# Permanent TSB Tracker - We are not one of affected Mortgages - Why?



## EllenM (15 Aug 2015)

Apologies if this has been asked and answered before. I have followed this very informative thread over the months but for me I am still confused as to why we are not one of the affected mortgages in the recent investigation. We had similar if not the same situation as most. However my confusion is in where it specifies that after the fixed term we should have gone onto a Tracker. Initially we entered into a 1 year fixed rate (PTSB offering an initial 1 year reduced rate of 3.45%) in May 2006, the only mention of rates after this 1 year fixed term is in the ESIS - it does not mention tracker at all only another fixed rate or a variable rate. In May 2007 we opted for a 5 year fixed 5.15% (other options were a tracker of 4.85%, SVR 5.1%) - I have no documentation that states what would happen at the end of this fixed term.  In February 2009 I contacted PTSB to break out of our fixed term and move to a Variable rate - they agreed - no penalty, no mention of other options or loss of tracker - SVR of 4.65% applied.

My question is - are the terms on the ESIS for the original 1 year fixed rate i.e at expiry another fixed rate or standard variable rate will apply - the terms for the following 5 year fixed also? if so does this mean that I never had the option to go onto a tracker at the end of the 5 year fixed? Or am I missing the terms and conditions of the 5 year fixed? ( I have contacted the back to send me everything on numerous occassions but im not confident as each time they have sent me different documents!)

Someone might be able to shed some light on this for me. Thank you.


----------



## Brendan Burgess (15 Aug 2015)

The ESIS has no relevance whatsoever. Check out this thread. 

You need to get your original loan offer. From the sounds of it, you never had a tracker and it was not in your original letter of offer. 

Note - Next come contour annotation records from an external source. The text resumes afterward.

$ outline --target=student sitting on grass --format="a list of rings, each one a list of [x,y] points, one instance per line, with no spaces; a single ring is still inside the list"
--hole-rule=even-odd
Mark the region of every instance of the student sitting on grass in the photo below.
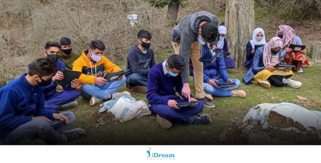
[[[157,122],[163,128],[169,128],[171,123],[187,125],[209,123],[212,121],[207,114],[198,114],[203,110],[203,103],[191,97],[191,101],[197,102],[197,106],[179,108],[176,105],[188,102],[188,98],[182,94],[183,83],[178,75],[185,67],[181,56],[172,54],[167,60],[151,69],[148,74],[147,100],[152,112],[157,114]],[[183,99],[176,95],[177,92]]]
[[[134,92],[145,94],[147,90],[148,71],[156,64],[154,52],[150,48],[152,35],[148,31],[141,30],[137,33],[138,45],[129,50],[125,76],[127,87]]]
[[[79,128],[64,131],[75,120],[72,112],[60,114],[44,106],[43,87],[52,83],[56,70],[52,61],[37,59],[30,64],[28,73],[0,89],[0,139],[4,144],[45,144],[42,139],[58,143],[85,134]],[[51,126],[63,120],[65,122],[55,128]]]
[[[208,50],[207,47],[202,46],[202,56]],[[213,63],[203,63],[204,90],[206,93],[215,96],[245,97],[246,93],[244,91],[235,90],[241,86],[241,82],[238,79],[231,79],[230,77],[226,71],[223,55],[222,53],[221,58],[217,58]],[[237,86],[221,88],[216,85],[217,84],[227,82],[234,82]]]
[[[73,70],[82,72],[79,77],[81,92],[83,98],[90,99],[89,106],[92,106],[103,100],[116,99],[130,96],[127,91],[115,93],[126,81],[123,76],[117,80],[108,82],[104,78],[104,71],[113,73],[121,70],[103,55],[105,44],[101,40],[93,40],[89,43],[89,48],[83,51],[81,56],[74,63]]]
[[[270,88],[271,84],[278,87],[287,85],[295,88],[301,86],[301,82],[290,79],[294,76],[290,69],[278,70],[273,67],[281,63],[279,52],[283,45],[282,39],[274,37],[264,47],[257,48],[252,66],[243,77],[247,85],[254,83],[266,88]]]
[[[60,43],[61,50],[59,59],[65,63],[66,69],[73,69],[74,62],[80,57],[80,55],[73,51],[71,41],[69,38],[62,37],[60,39]]]
[[[222,49],[224,52],[228,52],[229,49],[227,47],[227,41],[225,39],[226,36],[227,31],[226,27],[224,26],[220,26],[217,27],[218,29],[219,33],[220,34],[220,39],[217,42],[217,46],[216,48]],[[234,68],[234,60],[230,57],[229,55],[224,57],[224,62],[226,68]]]
[[[256,28],[253,31],[252,33],[252,39],[246,45],[246,61],[244,65],[247,68],[247,69],[252,66],[253,57],[254,56],[255,45],[265,45],[266,41],[265,40],[265,35],[264,31],[261,28]]]
[[[279,26],[276,31],[276,36],[281,38],[283,41],[283,47],[281,47],[281,58],[282,60],[288,64],[295,66],[297,72],[303,72],[301,65],[302,64],[310,65],[305,55],[306,49],[305,49],[299,52],[294,53],[292,52],[293,49],[289,48],[290,44],[302,45],[301,38],[295,35],[295,32],[292,27],[286,25],[280,25]]]
[[[55,62],[57,67],[57,71],[52,75],[52,82],[49,86],[43,88],[45,107],[58,111],[77,107],[78,103],[75,100],[80,94],[79,90],[77,89],[79,85],[78,79],[75,79],[72,82],[70,86],[67,85],[61,86],[63,91],[58,92],[56,90],[58,85],[56,82],[64,79],[64,77],[61,71],[66,68],[65,63],[58,60],[61,48],[60,44],[58,42],[49,41],[45,45],[45,50],[43,52],[45,57]]]

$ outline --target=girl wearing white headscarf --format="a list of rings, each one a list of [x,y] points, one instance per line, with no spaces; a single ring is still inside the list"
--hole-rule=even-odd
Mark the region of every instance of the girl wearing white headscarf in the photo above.
[[[248,69],[252,65],[253,57],[254,56],[254,45],[265,45],[266,42],[265,40],[264,30],[261,28],[257,28],[253,31],[252,33],[252,39],[247,43],[246,45],[246,61],[244,63]]]

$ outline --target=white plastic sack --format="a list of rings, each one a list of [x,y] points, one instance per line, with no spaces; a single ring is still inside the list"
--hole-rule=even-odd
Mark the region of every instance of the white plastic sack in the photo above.
[[[268,129],[270,126],[268,123],[267,118],[271,111],[274,111],[284,117],[290,118],[294,122],[297,121],[308,130],[312,129],[308,127],[313,127],[318,134],[321,130],[321,111],[311,110],[294,104],[287,102],[280,103],[264,103],[251,108],[244,117],[242,122],[252,119],[252,123],[256,124],[260,122],[262,127]],[[298,130],[296,129],[281,128],[284,131]]]
[[[110,100],[100,105],[98,113],[104,111],[111,112],[119,120],[121,123],[135,117],[149,115],[152,112],[144,101],[137,101],[134,97],[124,96]]]

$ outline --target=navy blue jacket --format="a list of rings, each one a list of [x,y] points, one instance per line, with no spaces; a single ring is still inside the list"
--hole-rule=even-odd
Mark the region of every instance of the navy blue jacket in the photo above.
[[[207,47],[202,46],[202,56],[207,50]],[[222,53],[221,57],[216,59],[213,63],[203,63],[203,82],[208,83],[208,81],[211,79],[218,80],[221,78],[227,81],[228,78],[230,78],[226,71],[226,67],[225,66],[223,56],[224,54]]]
[[[251,80],[258,72],[264,69],[264,64],[263,62],[263,52],[264,47],[262,46],[258,48],[254,53],[254,56],[253,58],[253,62],[252,66],[248,69],[245,75],[243,77],[243,81],[247,85],[252,85],[253,84]],[[280,55],[281,51],[279,52],[279,60],[281,63]]]

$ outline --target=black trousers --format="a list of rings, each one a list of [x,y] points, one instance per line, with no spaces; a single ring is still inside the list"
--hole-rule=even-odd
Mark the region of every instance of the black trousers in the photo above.
[[[284,76],[282,75],[271,75],[267,78],[267,80],[270,81],[270,84],[272,85],[279,87],[282,87],[285,86],[286,84],[282,82],[282,79],[283,78],[287,79],[291,76],[291,75]]]

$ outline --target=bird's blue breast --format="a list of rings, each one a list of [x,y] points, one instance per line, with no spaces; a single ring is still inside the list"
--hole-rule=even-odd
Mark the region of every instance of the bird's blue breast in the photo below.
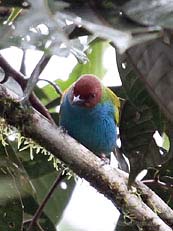
[[[61,104],[60,125],[95,154],[109,154],[116,146],[115,108],[111,102],[94,108],[72,105],[67,96]]]

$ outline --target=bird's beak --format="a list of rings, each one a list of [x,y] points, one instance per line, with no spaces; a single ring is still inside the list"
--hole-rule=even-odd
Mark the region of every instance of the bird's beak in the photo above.
[[[84,99],[80,98],[80,95],[77,95],[77,96],[73,96],[72,104],[81,105],[84,103],[84,101],[85,101]]]

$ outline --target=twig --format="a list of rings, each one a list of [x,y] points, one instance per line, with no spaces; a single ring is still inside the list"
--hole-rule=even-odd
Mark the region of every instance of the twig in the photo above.
[[[48,200],[50,199],[50,197],[52,196],[52,194],[54,193],[55,189],[57,188],[57,186],[60,184],[60,182],[66,177],[66,174],[63,173],[63,170],[60,171],[60,173],[58,174],[57,178],[55,179],[54,183],[52,184],[50,190],[48,191],[47,195],[45,196],[45,198],[43,199],[42,203],[40,204],[40,206],[38,207],[36,213],[34,214],[29,227],[28,227],[28,231],[32,231],[33,230],[33,226],[37,223],[38,219],[40,218],[44,207],[46,206]]]
[[[167,189],[173,195],[173,185],[172,184],[165,183],[165,182],[162,182],[160,180],[156,181],[155,179],[143,180],[142,183],[144,183],[146,185],[157,186],[157,187]]]
[[[68,134],[65,134],[60,128],[52,125],[38,112],[27,112],[13,101],[10,105],[9,97],[15,98],[13,92],[7,91],[0,85],[0,115],[9,124],[20,128],[22,134],[45,147],[76,174],[89,181],[124,214],[128,214],[141,229],[172,231],[173,211],[146,185],[137,182],[137,188],[141,189],[141,197],[145,193],[145,197],[148,195],[148,199],[145,200],[147,204],[142,201],[138,193],[128,190],[127,174],[118,169],[113,169],[109,165],[103,165],[100,158]],[[4,104],[4,100],[7,98],[9,103]],[[153,208],[153,204],[159,210]],[[147,205],[153,208],[153,211]],[[156,214],[155,211],[159,211],[159,213]]]
[[[8,76],[11,76],[16,82],[18,82],[21,86],[21,88],[24,90],[27,84],[27,80],[25,79],[25,76],[16,71],[0,54],[0,67],[4,70],[6,79]],[[46,118],[48,118],[52,123],[54,123],[49,111],[46,109],[46,107],[40,102],[40,100],[36,97],[34,93],[30,96],[30,103],[31,105],[42,115],[44,115]]]
[[[60,89],[60,87],[56,84],[56,83],[54,83],[54,82],[52,82],[52,81],[50,81],[50,80],[48,80],[48,79],[39,79],[39,81],[45,81],[45,82],[48,82],[50,85],[52,85],[52,87],[54,87],[55,88],[55,91],[57,92],[57,94],[59,94],[60,95],[60,97],[62,97],[62,91],[61,91],[61,89]]]

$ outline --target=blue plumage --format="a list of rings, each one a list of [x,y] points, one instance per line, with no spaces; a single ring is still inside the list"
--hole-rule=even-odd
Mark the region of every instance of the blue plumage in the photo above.
[[[116,146],[115,107],[112,101],[97,103],[92,108],[71,103],[71,94],[63,97],[60,125],[96,155],[110,152]]]

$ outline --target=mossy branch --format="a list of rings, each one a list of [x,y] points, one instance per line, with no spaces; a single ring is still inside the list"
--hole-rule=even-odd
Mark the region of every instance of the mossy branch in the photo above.
[[[138,227],[152,231],[172,230],[173,211],[153,191],[141,182],[136,182],[135,187],[128,190],[127,174],[103,165],[97,156],[39,112],[21,107],[16,97],[11,90],[0,85],[0,116],[7,123],[20,129],[24,136],[45,147],[77,175],[89,181]],[[142,200],[144,196],[145,203]]]

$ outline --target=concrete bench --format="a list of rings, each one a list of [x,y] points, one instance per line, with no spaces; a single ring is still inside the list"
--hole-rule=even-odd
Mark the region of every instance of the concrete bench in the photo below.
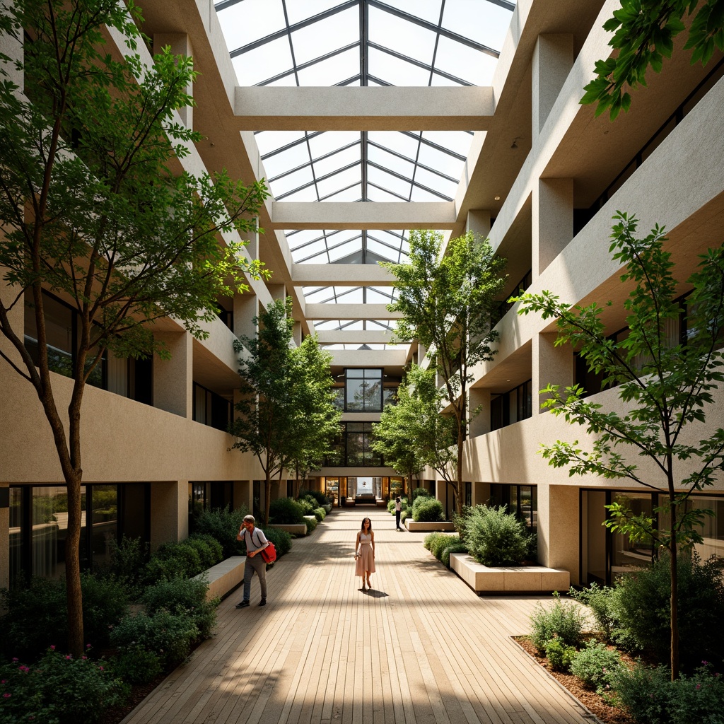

People are getting trackers because their contract said that they were entitled to them.  They are not getting them because they broke out of a fixed rate contract.   It is a little bit surprising that they let you out of a fixed rate without a penalty, if you were not entitled to a tracker.  The alleged system error supposedly did not apply to these people.  So check your letter of offer. 

Brendan


----------



## EllenM (17 Aug 2015)

Thank Brendan - I don't have a copy of my original loan offer so I will specifically request that from PTSB. Even if that does not specify a tracker at the end of the fixed rate - would that apply to any fixed rate or just the initial 1 year fixed we agreed too? I am suprised that they allowed us to break out of the subsequent 5 year fixed with no penalty and at the time of choosing that option there was a tracker offered so I'm wondering if we should have been entitled to go onto a tracker at the end of that 5 year term regardless of the initial loan offer with the 1 year fixed rate?


----------



## Brendan Burgess (17 Aug 2015)

You can only get an entitlement to a tracker from your original contract or from a change to that contract. 

Breaking out of a fixed rate is simply not relevant. If were not entitled to a tracker, you don't acquire entitlement through breaking out of a fixed rate early.

Brendan


----------